Ethics statement and consent to participate

The studies involving human participants were reviewed and approved by the National Bioethics Committee Review Boards. The patients/participants will be provided a written informed consent to participate in this study.

Data management

By encoding the participants' names, all participants will be informed and assured that all identifiable data will be kept confidential before, during, and after the study. Individualized participant files will be numbered and stored in a lockable cabinet and access will be restricted. The copies of the consent form will be kept in a separate cabinet due to the identifying information and restricted access will be applied.

Discussion

The findings of this study will add meaningful contribution to the literature about the effect of backward walking exercise using a newly developed tool LBPP that adds potential beneficial effect to people with knee OA. The results will help healthcare providers such as physical therapists and researchers in managing and choosing appropriate non-pharmacological and non-surgical interventions for people with knee OA.

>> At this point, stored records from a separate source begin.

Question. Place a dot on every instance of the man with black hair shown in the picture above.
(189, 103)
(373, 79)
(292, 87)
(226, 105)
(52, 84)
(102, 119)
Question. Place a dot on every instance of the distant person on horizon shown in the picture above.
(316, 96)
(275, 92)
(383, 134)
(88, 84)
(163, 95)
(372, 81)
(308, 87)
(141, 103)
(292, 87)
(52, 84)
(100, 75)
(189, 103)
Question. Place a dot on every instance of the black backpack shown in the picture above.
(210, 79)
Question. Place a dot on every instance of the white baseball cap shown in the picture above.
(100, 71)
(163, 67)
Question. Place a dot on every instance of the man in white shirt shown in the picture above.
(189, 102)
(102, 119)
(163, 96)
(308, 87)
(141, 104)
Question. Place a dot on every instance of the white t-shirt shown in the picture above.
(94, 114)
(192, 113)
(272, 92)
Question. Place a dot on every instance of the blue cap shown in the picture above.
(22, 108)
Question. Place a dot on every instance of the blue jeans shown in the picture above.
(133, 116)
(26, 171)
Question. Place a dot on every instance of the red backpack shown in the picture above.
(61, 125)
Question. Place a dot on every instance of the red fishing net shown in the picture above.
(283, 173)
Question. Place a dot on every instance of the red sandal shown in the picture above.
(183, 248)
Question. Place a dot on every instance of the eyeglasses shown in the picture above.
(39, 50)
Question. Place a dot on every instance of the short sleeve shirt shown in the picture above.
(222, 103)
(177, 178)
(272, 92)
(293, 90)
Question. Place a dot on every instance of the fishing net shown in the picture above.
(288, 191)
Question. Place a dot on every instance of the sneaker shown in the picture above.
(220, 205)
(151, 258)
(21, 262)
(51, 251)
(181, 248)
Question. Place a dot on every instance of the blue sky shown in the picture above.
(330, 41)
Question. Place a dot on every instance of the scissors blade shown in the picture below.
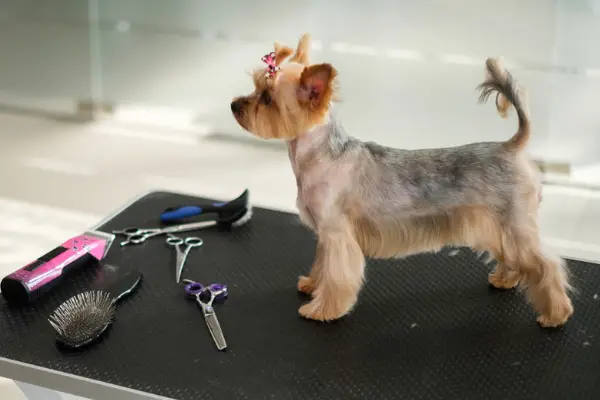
(179, 261)
(215, 330)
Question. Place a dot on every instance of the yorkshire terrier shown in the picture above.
(362, 199)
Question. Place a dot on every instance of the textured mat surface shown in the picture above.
(427, 327)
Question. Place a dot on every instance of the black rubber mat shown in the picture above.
(427, 327)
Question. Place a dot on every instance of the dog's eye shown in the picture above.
(265, 99)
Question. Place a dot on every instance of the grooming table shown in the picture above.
(426, 327)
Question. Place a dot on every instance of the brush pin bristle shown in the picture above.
(83, 317)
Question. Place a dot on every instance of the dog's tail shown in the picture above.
(499, 80)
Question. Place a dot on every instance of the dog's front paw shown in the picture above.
(306, 284)
(503, 281)
(319, 310)
(558, 317)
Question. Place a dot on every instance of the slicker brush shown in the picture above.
(84, 317)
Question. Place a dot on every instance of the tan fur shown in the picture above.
(364, 200)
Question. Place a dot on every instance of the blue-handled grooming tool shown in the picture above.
(232, 213)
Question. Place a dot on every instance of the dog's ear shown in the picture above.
(316, 85)
(302, 55)
(282, 53)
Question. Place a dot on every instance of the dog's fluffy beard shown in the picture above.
(363, 199)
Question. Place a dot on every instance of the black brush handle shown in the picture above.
(124, 285)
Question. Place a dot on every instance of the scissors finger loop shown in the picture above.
(194, 241)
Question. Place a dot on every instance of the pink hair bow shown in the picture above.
(272, 68)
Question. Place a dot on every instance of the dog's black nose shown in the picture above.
(236, 106)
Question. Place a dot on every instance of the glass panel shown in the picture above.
(45, 49)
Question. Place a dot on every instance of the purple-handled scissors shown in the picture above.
(195, 290)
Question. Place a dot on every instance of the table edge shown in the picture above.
(69, 383)
(82, 386)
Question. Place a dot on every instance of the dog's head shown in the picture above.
(290, 95)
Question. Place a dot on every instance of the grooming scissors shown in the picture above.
(139, 235)
(182, 252)
(196, 291)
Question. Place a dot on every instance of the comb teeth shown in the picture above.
(83, 317)
(245, 218)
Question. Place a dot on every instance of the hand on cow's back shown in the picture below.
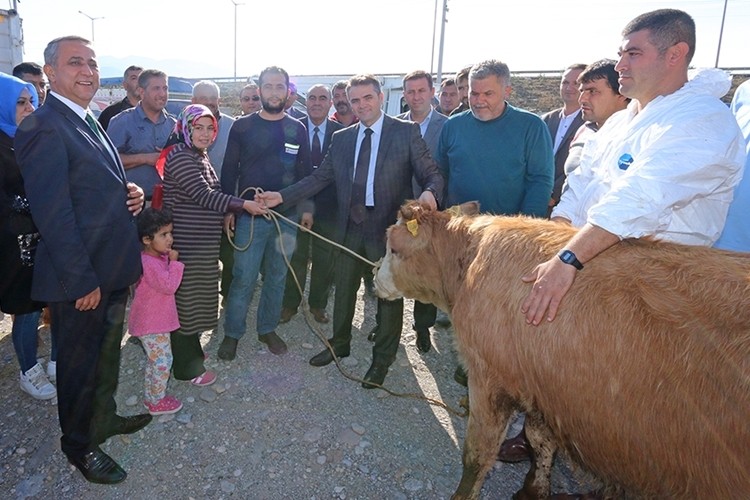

Lack of long-term follow-up may limit the ability to measure long-term effects, and we cannot measure it due to limited resources. Another limitation will be potentially the presence of multiple comorbidities that could interfere with participants performance in this study’s measures.

Future directions and clinical implications

We have proposed a study protocol where knee pain in people diagnosed with OA is treated conservatively by walking exercise using LBPP. The primary goal of the study is to assess whether backward walking exercise using LBPP can alleviate knee pain symptoms in individuals diagnosed with OA. We believe that specific combinations of using a LBPP treadmill and doing backward exercises will relieve knee pain. As such, conservative treatment might be more cost-effective and have better outcomes than other treatments, such as surgical procedures.